水の塔を再生したゼロエネルギーホテル|Aquaturm Hotel(アクアターム・ホテル)

水の塔を再生したゼロエネルギーホテル|Aquaturm Hotel(アクアターム・ホテル)

2018年7月21日

ヨーロッパ滞在4日目は、前日に宿泊した水の塔(給水塔)をホテルへ用途変更し、さらにゼロエネルギーを実現している Aquaturm Hotel(アクアターム・ホテル)を見学しました。建築の創意工夫と環境技術が融合した、学びの多いプロジェクトでした。

Aquaturm Hotel|水の塔を再生したゼロエネルギーホテル

Hotel Aquaturm – Zero Energy

用途変更×パッシブデザイン=ゼロエネルギー

水の塔をホテルにコンバージョンしたAquaturm Hotelの全景
給水塔を活かした垂直ボリューム。
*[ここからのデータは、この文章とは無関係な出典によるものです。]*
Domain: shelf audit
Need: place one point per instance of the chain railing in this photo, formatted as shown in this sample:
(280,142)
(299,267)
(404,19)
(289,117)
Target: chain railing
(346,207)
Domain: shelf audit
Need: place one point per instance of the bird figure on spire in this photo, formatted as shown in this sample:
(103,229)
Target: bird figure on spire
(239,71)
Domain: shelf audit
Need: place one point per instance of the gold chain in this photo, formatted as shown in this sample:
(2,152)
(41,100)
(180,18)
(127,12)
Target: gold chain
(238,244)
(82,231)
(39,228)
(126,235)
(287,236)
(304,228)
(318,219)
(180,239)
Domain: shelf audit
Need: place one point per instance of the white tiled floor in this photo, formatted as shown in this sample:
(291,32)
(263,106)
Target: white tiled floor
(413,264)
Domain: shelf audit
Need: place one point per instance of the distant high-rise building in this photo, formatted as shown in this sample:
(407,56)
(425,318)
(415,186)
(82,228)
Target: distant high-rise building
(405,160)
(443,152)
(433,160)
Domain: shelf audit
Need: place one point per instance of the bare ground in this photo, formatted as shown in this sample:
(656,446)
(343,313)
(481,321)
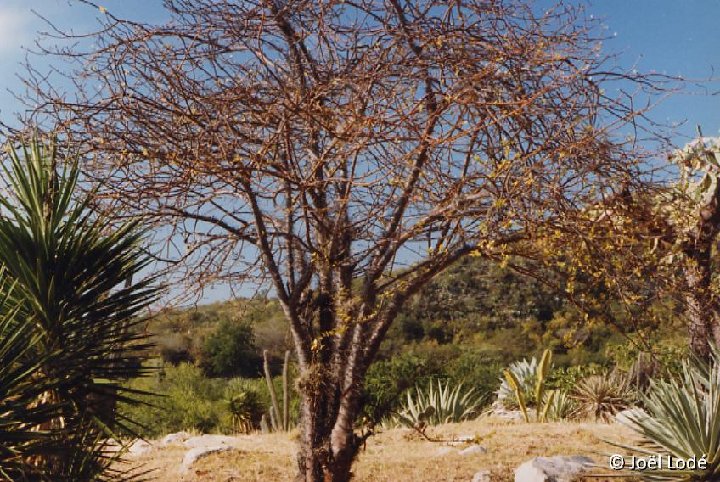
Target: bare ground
(401,454)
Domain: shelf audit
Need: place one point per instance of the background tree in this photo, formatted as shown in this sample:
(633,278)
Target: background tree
(230,351)
(346,153)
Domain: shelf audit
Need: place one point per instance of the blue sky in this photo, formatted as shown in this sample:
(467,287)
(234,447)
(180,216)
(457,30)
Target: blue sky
(667,36)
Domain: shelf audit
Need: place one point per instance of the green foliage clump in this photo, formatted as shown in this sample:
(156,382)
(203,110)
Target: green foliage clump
(69,322)
(601,397)
(682,420)
(437,405)
(388,380)
(525,374)
(185,399)
(230,351)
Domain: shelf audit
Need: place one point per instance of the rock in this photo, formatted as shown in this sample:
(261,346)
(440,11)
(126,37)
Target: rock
(481,476)
(442,451)
(175,438)
(461,440)
(473,449)
(208,440)
(624,417)
(197,453)
(139,447)
(553,469)
(110,446)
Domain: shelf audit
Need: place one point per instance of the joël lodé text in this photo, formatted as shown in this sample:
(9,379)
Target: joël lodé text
(669,462)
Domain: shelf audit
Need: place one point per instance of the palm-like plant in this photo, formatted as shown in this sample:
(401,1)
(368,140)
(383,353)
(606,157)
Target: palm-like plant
(601,397)
(526,374)
(444,404)
(69,326)
(682,419)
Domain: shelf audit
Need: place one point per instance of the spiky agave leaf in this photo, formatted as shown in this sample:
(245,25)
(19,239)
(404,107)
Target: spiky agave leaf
(70,270)
(439,404)
(682,419)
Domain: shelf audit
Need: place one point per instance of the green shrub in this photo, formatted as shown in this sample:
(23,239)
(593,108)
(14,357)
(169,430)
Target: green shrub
(567,378)
(600,397)
(682,419)
(562,407)
(525,372)
(68,335)
(230,351)
(188,400)
(437,405)
(386,382)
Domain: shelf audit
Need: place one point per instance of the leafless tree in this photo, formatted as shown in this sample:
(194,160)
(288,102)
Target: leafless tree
(347,151)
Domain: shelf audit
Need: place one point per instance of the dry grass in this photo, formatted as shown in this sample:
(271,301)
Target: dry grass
(401,454)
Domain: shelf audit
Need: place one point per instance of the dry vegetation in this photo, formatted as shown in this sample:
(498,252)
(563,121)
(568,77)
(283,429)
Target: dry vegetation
(401,454)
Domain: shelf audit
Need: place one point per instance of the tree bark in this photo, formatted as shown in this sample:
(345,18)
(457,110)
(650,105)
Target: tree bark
(328,444)
(702,307)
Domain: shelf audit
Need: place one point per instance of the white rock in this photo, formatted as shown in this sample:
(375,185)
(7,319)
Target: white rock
(625,417)
(473,449)
(208,440)
(139,447)
(481,476)
(444,451)
(553,469)
(175,438)
(197,453)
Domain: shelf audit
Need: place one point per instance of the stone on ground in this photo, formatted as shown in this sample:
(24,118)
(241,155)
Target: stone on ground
(553,469)
(175,438)
(209,440)
(482,476)
(139,447)
(473,449)
(197,453)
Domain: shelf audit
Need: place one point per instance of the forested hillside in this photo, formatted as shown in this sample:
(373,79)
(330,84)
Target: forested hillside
(465,327)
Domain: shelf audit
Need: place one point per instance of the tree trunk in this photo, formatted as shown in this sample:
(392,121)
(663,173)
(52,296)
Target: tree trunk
(701,309)
(328,444)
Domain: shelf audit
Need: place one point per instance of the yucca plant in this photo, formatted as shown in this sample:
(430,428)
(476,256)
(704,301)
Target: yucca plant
(601,397)
(682,420)
(538,396)
(525,374)
(561,407)
(439,403)
(72,330)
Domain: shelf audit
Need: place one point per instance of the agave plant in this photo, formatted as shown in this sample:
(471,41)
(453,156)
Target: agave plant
(561,407)
(601,397)
(525,373)
(540,398)
(441,404)
(69,333)
(682,420)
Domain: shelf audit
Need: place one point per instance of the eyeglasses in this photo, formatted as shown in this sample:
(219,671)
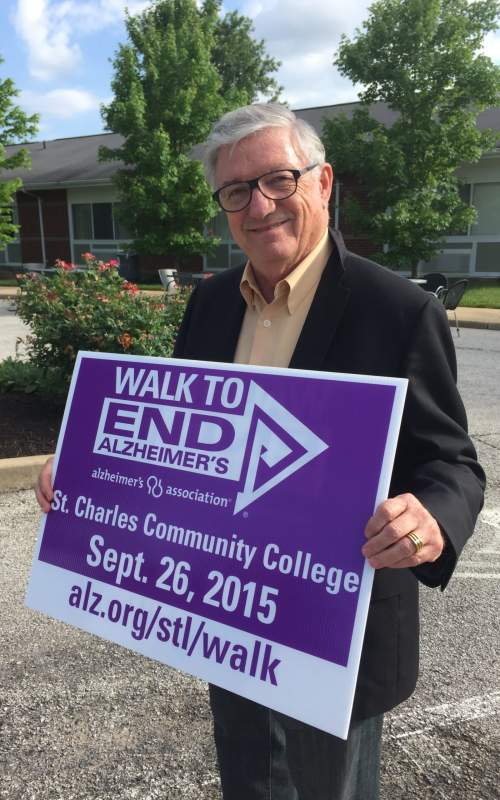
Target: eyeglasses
(275,185)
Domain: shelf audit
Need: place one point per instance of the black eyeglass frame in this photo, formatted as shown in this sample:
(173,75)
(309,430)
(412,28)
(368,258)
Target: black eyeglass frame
(254,184)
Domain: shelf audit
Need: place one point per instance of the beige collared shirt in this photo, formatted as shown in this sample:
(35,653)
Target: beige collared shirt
(270,331)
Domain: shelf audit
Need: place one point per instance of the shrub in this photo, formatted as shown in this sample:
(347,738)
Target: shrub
(26,378)
(91,309)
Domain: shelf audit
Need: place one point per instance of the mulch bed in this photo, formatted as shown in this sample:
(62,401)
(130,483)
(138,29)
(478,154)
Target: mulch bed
(29,425)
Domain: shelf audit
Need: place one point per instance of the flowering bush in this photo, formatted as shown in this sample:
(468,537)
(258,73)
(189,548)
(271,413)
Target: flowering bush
(92,309)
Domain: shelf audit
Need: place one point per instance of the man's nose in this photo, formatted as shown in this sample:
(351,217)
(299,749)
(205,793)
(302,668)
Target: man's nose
(260,205)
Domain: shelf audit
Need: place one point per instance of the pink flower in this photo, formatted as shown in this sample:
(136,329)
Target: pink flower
(131,288)
(125,340)
(65,265)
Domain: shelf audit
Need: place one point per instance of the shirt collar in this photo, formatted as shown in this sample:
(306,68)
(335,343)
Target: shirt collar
(296,286)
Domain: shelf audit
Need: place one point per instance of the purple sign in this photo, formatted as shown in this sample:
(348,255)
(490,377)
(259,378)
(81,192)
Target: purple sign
(212,517)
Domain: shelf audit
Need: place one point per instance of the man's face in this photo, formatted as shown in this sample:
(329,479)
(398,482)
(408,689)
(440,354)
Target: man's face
(276,235)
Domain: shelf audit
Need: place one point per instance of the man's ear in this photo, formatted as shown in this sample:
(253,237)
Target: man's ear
(326,181)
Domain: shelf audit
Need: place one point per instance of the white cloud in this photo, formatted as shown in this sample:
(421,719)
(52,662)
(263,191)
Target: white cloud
(59,103)
(47,28)
(50,49)
(304,39)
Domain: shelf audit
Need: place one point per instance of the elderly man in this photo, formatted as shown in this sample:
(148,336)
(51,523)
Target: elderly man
(304,301)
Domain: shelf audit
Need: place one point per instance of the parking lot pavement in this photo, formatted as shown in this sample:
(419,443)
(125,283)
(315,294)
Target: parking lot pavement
(83,719)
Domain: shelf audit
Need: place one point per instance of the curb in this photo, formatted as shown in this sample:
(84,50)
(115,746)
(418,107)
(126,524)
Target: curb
(20,473)
(475,323)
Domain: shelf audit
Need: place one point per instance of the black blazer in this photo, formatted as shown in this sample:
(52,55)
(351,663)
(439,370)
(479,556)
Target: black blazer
(365,319)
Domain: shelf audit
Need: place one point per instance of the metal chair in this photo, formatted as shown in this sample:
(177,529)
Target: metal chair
(452,299)
(168,278)
(435,281)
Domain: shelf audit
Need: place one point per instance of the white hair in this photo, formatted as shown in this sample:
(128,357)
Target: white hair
(244,121)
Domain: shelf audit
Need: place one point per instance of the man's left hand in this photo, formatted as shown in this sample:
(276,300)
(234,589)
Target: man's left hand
(387,532)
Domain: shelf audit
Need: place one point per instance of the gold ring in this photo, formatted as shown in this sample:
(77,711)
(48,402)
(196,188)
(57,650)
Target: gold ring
(416,540)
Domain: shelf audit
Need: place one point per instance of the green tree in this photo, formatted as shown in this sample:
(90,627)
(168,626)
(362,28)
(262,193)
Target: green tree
(423,58)
(167,92)
(243,64)
(15,126)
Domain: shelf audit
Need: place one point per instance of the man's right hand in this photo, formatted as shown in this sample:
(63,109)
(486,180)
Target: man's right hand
(43,489)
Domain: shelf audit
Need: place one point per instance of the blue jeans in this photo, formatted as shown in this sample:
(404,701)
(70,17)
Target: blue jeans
(265,755)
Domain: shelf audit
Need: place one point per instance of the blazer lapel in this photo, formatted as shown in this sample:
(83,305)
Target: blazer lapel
(325,313)
(224,336)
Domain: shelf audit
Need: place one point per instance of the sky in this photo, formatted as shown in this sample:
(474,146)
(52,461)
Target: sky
(58,53)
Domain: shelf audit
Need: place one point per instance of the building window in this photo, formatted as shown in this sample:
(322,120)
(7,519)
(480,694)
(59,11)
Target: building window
(486,200)
(97,221)
(96,229)
(227,254)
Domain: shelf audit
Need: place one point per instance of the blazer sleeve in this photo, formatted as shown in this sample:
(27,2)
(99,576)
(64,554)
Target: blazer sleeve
(182,334)
(436,458)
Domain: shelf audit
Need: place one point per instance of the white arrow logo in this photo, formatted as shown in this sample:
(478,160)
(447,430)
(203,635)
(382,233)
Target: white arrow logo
(278,449)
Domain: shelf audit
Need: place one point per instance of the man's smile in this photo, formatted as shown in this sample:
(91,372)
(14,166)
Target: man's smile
(269,227)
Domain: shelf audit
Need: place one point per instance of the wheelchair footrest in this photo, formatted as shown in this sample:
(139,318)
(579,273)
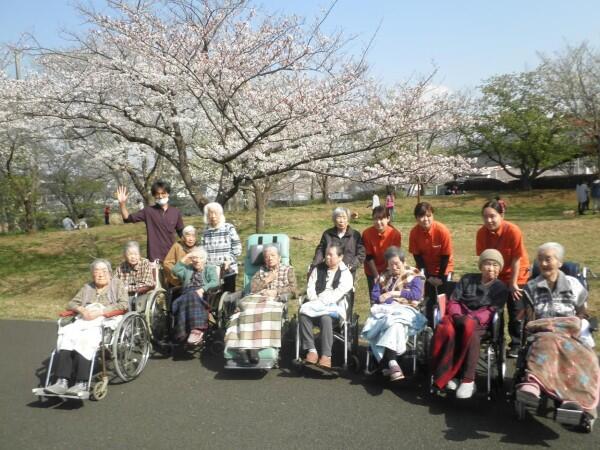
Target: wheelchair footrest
(568,416)
(40,392)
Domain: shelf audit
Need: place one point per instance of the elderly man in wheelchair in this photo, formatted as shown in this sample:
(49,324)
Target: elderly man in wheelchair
(557,361)
(136,274)
(395,314)
(329,285)
(97,305)
(256,322)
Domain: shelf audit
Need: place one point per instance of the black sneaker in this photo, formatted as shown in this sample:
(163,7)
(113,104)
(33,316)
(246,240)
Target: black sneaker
(513,351)
(253,356)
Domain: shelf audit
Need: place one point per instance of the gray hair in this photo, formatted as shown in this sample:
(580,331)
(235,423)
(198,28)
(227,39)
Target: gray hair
(188,230)
(339,211)
(129,245)
(394,251)
(214,206)
(200,252)
(558,249)
(101,262)
(336,247)
(271,247)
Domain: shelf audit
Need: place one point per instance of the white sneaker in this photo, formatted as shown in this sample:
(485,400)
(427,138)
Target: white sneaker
(465,390)
(58,388)
(452,384)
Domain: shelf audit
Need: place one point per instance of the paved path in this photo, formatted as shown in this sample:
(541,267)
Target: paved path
(190,403)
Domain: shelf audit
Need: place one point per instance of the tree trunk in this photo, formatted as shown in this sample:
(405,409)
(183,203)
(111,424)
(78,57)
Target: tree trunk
(323,181)
(262,193)
(525,182)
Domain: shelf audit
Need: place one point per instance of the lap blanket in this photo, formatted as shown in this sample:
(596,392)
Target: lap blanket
(256,325)
(389,325)
(84,336)
(564,367)
(191,312)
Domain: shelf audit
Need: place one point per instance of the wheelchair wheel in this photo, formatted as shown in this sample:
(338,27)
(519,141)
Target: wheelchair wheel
(131,346)
(100,390)
(157,317)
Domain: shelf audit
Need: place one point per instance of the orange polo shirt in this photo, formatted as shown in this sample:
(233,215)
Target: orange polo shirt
(431,245)
(377,243)
(508,240)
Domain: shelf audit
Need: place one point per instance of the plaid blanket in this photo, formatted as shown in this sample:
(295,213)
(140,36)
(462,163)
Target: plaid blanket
(256,325)
(564,367)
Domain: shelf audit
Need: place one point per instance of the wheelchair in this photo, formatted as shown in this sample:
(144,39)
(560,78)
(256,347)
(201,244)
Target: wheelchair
(548,405)
(344,332)
(417,352)
(492,359)
(125,350)
(156,309)
(269,357)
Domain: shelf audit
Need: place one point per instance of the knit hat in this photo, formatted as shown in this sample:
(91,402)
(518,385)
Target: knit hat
(491,255)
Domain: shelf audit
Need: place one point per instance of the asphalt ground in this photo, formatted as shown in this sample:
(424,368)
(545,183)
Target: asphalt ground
(192,402)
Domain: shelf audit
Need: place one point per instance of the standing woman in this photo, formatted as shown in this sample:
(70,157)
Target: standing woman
(507,238)
(343,236)
(222,243)
(390,203)
(431,245)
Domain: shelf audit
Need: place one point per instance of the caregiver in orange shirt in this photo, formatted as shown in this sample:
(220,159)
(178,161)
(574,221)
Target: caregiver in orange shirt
(431,245)
(507,238)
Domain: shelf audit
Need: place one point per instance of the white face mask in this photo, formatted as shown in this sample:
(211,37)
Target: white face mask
(162,201)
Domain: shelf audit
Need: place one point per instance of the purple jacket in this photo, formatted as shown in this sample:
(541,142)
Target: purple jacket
(412,291)
(161,227)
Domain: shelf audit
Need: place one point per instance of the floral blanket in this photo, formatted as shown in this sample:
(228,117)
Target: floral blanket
(565,368)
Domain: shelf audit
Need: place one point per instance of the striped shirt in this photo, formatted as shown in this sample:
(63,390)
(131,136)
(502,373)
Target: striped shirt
(222,244)
(136,277)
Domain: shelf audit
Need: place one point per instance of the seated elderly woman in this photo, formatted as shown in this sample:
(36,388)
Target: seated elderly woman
(469,312)
(394,314)
(343,235)
(135,272)
(559,360)
(260,312)
(190,309)
(186,244)
(78,341)
(328,284)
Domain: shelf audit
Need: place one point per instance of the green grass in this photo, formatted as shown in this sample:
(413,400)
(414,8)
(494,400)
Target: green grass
(41,272)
環境技術を積層する“タワー型パッシブホテル”。

このホテルは、建築家とその息子さん2人が中心となって数年かけて実現したゼロエネルギーのパッシブホテル。
設計のみならず施工まで自分たちで手掛けたというスケールと執念に圧倒されます。

外装・増築計画|“塔の姿”を活かしつつ、発電外皮へ

水の塔外装を活かしつつ増築されたAquaturm Hotelの外観
左の連結ボリュームが増築部。黒い外装パネルは発電用ソーラーパネル(非発電面は意匠連続性のためダミーを採用)。
門型フレームが象徴となるエントランスと水堀
門型フレームがエントランスを象徴化。外周の水堀は外皮冷却に寄与(夏季に水の熱容量で温度上昇を抑制)。

環境設備|発電・蓄熱・熱利用の“多層化”

外装に組み込まれた太陽熱温水パネル
太陽熱温水パネルを外皮に組み込み、給湯・暖房負荷を低減。
設計者による太陽熱パネルの解説
設計者によるパネル構成・配管系の説明。外皮一体型の集熱・発電が特徴。
機械室での設備機器解説の様子
機械室での系統解説。発電・蓄熱・空調を階層的に最適化
太陽光発電の蓄電池ユニット
蓄電池で需要ピークを平準化。売電・自家消費をバランス制御。
発電・消費・売電状況を可視化するモニター
リアルタイムの発電・消費・売電モニター。発電分で必要電力を賄い、余剰は売電。

配管・給湯・空調|メンテナンス性を高める“見える設計”

サプライ・リターンのダクト経路
空調のサプライ/リターンダクト。タワー計画ならではの立体配管計画。
客室ごとに分散配置された給湯設備
廊下側に分散配置された客室給湯ユニット。点検性と更新性を両立。

最上階体験|タワー型ホテルが切り取る風景

最上階VIPルームのバルコニーから望む街のパノラマ
最上階VIPルームのバルコニーからの眺望。塔の垂直性が都市景観を編集する。

既存ストックの構造・形状ポテンシャルを読み替え、外皮を発電・集熱のアクティブレイヤーに転換。さらに水堀や分散設備で運用・更新を最適化。
用途変更(コンバージョン)と環境設計を高次元で統合した、示唆に富むプロジェクトでした。